C’est pour moi l’unique vérité. Il est ce que nous sommes et voulons qu’il soit, mais il nous a un peu oublié, car il paraitrait que Dieu est amour. Et pour l’instant, l’amour chez moi est bien foireux.

Il est le verbe. Le verbe est le mot qui structure l’énoncé, la pensée. Il est le principe de la phrase. Le verbe est en nous, c’est pour ça que nous agissons. Il est notre âme. Il est l’esprit. Il est donc nous. Pour les croyants,finalement, nous sommes le sujet. Mais ne serions-nous pas finalement le verbe? Ne sommes-nous pas tous une partie de Dieu, une partie de la création, une partie de la phrase ? L’archi-écriture derridienne.
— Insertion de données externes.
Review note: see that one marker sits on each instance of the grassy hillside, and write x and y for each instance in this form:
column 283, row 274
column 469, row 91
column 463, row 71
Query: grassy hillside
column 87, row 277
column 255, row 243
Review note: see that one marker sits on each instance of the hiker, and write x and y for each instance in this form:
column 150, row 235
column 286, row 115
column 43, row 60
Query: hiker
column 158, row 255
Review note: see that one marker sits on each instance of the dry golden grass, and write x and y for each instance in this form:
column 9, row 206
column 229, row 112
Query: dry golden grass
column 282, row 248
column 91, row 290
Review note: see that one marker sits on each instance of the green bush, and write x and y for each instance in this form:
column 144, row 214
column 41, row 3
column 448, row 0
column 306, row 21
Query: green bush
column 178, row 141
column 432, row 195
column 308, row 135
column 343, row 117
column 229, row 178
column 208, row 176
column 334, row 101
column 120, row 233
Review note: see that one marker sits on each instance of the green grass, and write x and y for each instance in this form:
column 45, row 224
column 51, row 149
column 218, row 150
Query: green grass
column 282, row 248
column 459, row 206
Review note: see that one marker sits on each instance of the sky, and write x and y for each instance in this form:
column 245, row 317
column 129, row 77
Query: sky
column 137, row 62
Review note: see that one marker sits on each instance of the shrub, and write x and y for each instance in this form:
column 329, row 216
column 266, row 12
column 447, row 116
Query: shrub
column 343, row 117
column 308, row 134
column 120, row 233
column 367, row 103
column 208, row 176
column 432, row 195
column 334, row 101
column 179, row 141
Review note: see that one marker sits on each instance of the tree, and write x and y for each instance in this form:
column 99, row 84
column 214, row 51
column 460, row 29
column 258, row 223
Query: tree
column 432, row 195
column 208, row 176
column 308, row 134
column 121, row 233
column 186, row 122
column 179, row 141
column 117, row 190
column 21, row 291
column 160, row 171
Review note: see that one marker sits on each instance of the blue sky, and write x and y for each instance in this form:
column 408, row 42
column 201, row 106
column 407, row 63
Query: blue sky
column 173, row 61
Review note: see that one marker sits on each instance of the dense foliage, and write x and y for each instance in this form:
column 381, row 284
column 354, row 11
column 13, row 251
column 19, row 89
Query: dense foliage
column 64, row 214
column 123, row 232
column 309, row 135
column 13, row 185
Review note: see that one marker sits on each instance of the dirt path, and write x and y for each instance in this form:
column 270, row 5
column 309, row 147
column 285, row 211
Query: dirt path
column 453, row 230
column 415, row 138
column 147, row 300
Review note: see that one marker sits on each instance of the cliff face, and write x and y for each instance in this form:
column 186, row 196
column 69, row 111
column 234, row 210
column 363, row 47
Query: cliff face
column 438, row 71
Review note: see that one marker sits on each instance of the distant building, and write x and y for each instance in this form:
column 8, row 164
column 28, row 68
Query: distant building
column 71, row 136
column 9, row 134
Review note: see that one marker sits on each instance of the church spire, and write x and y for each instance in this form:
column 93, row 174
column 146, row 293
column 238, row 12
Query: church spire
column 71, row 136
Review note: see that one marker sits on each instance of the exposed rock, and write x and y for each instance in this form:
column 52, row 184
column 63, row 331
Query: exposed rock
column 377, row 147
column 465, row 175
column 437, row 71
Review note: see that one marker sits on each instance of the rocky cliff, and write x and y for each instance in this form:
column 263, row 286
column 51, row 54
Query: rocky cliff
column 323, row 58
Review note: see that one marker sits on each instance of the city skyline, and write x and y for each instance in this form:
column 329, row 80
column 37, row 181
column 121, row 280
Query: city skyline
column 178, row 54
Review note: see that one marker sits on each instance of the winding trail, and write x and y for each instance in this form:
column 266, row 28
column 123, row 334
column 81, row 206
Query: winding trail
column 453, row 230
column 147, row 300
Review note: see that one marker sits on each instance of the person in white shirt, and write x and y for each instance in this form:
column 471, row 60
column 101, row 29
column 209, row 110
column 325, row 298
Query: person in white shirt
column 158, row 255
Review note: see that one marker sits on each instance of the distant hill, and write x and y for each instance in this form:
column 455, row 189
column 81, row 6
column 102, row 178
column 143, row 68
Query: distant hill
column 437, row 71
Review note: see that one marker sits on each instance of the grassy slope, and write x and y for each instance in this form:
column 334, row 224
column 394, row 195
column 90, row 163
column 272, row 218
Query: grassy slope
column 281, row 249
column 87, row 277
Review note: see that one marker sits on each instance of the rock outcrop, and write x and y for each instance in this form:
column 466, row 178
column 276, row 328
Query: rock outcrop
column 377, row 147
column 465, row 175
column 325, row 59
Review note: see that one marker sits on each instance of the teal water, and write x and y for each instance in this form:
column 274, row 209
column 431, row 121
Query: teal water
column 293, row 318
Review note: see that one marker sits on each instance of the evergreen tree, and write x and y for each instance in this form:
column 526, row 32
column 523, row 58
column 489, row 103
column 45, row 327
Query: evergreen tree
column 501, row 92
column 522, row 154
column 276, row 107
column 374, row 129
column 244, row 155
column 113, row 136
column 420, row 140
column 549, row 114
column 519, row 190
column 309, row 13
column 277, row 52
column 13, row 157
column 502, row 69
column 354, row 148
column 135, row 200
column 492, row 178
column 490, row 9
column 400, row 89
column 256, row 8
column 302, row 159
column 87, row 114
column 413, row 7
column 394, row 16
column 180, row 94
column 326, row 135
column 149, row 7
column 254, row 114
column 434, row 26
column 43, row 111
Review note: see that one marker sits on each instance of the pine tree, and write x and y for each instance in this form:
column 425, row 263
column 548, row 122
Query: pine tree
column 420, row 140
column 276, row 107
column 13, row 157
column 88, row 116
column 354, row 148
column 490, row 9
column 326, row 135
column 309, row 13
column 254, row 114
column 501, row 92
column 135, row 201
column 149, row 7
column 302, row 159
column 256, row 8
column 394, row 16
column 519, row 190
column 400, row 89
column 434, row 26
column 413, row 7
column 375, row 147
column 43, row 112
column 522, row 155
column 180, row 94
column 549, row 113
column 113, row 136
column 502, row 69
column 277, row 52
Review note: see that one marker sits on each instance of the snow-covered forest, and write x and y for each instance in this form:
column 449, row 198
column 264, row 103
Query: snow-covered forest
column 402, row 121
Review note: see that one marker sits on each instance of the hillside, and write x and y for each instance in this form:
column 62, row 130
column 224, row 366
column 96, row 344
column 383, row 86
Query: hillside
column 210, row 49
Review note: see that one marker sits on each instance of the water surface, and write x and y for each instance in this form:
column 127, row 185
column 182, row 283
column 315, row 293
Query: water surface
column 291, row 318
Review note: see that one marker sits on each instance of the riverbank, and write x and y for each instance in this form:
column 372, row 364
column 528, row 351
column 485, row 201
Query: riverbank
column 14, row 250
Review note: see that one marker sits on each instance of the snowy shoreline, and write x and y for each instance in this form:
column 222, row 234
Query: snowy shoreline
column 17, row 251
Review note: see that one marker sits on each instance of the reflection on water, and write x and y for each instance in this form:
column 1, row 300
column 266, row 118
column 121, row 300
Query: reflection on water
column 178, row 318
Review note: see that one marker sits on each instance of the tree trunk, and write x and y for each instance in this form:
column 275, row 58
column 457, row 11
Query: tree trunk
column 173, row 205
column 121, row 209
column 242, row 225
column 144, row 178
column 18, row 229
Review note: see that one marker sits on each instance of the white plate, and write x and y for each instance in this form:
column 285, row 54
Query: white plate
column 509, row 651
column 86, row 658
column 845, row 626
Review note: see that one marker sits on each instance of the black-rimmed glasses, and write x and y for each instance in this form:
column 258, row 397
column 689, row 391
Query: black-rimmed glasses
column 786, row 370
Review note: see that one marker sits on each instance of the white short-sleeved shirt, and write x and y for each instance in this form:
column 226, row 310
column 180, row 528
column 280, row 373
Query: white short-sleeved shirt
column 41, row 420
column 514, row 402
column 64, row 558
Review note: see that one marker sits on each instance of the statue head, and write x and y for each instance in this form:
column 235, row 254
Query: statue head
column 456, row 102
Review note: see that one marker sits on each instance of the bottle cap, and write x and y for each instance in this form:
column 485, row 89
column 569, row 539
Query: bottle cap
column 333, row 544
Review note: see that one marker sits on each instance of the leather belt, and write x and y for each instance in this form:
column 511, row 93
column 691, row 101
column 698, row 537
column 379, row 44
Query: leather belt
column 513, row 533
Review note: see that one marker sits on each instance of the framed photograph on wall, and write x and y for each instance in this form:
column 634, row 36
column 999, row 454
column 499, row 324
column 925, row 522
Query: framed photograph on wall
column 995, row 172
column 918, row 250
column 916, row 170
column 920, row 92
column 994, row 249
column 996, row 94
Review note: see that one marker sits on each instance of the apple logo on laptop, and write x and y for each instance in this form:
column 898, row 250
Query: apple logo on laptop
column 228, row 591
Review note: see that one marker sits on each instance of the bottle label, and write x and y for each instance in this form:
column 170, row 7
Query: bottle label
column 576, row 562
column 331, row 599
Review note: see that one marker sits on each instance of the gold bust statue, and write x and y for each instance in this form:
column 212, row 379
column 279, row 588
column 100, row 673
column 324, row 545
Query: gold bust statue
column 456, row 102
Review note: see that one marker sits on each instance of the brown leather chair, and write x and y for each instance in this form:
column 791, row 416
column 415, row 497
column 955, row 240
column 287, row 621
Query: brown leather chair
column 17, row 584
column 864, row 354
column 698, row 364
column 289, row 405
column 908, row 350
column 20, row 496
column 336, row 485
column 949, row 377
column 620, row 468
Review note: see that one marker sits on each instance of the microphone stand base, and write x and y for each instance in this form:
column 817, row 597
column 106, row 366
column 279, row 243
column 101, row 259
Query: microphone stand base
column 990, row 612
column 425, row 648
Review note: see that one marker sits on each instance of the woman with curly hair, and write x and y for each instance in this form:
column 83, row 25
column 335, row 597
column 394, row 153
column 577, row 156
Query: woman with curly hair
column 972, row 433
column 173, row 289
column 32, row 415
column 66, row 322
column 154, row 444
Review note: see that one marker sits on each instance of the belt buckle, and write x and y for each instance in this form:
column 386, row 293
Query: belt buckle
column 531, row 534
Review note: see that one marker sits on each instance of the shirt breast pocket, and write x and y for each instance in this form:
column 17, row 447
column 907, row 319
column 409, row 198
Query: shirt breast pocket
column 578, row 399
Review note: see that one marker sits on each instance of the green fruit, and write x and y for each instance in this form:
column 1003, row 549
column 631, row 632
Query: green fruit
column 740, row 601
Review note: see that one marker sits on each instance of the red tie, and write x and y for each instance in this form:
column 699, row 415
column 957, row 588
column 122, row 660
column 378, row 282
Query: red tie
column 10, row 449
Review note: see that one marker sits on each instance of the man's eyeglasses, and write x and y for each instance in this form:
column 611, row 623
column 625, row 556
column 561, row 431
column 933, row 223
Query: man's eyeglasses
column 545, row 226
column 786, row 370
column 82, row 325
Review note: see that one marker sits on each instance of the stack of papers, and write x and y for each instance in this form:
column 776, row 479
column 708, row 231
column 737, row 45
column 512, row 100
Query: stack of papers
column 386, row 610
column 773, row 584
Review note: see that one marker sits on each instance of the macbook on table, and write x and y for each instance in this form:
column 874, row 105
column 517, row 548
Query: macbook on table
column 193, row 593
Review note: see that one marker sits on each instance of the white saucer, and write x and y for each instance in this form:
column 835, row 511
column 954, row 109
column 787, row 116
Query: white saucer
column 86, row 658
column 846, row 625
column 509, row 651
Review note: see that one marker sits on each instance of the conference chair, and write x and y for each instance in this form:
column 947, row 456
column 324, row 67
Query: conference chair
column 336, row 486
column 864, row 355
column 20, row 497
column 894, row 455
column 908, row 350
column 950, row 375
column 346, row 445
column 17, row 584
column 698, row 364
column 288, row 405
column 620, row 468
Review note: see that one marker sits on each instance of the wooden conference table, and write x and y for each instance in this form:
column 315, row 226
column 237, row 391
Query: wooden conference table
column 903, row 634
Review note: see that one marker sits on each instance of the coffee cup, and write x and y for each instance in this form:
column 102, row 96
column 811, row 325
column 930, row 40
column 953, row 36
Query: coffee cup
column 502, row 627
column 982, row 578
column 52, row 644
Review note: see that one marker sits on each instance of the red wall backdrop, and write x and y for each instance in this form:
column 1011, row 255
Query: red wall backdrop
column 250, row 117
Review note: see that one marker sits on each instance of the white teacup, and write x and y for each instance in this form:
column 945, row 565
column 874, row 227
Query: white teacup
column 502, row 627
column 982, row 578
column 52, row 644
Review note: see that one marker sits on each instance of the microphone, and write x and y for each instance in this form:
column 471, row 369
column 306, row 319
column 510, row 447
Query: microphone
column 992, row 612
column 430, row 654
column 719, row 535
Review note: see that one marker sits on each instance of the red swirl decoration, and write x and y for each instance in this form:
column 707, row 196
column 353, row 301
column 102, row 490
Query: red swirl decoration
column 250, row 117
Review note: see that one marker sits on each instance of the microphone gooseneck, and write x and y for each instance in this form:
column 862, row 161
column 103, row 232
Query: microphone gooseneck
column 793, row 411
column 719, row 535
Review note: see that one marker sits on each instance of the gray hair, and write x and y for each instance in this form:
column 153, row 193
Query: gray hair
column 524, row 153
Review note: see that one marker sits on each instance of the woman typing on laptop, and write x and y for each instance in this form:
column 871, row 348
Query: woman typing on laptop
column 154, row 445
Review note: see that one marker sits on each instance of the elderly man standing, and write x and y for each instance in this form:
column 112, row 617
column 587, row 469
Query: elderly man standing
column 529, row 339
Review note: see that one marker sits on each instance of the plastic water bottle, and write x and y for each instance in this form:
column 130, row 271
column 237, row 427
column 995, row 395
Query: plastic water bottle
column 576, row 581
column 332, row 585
Une phrase sans verbe, de toute façon, n’a aucun sens. D’un autre côté, lorsque l’on y pense, l’homme est souvent un non-sens. Ma vie l’est et avec Anne, elle l’est vraiment. Et sans lui, l’univers continue d’avancer. Nous ne sommes que de pauvres passagers du vent dans le temps qui coule. Lorsqu’une personne tombe dans un coma végétatif, le verbe n’est plus. Ou presque, car tout végétal est Dieu. Car il fait partie intégrante du cycle de la vie.

Le verbe est la création, et la création est la liberté de pensée. Nous sommes libres. Et chercher notre vérité, c’est se comprendre soi-même. Une fois le but atteint, nous ne pouvons qu’aspirer au bonheur, mais le chemin devient long, vraiment trop long.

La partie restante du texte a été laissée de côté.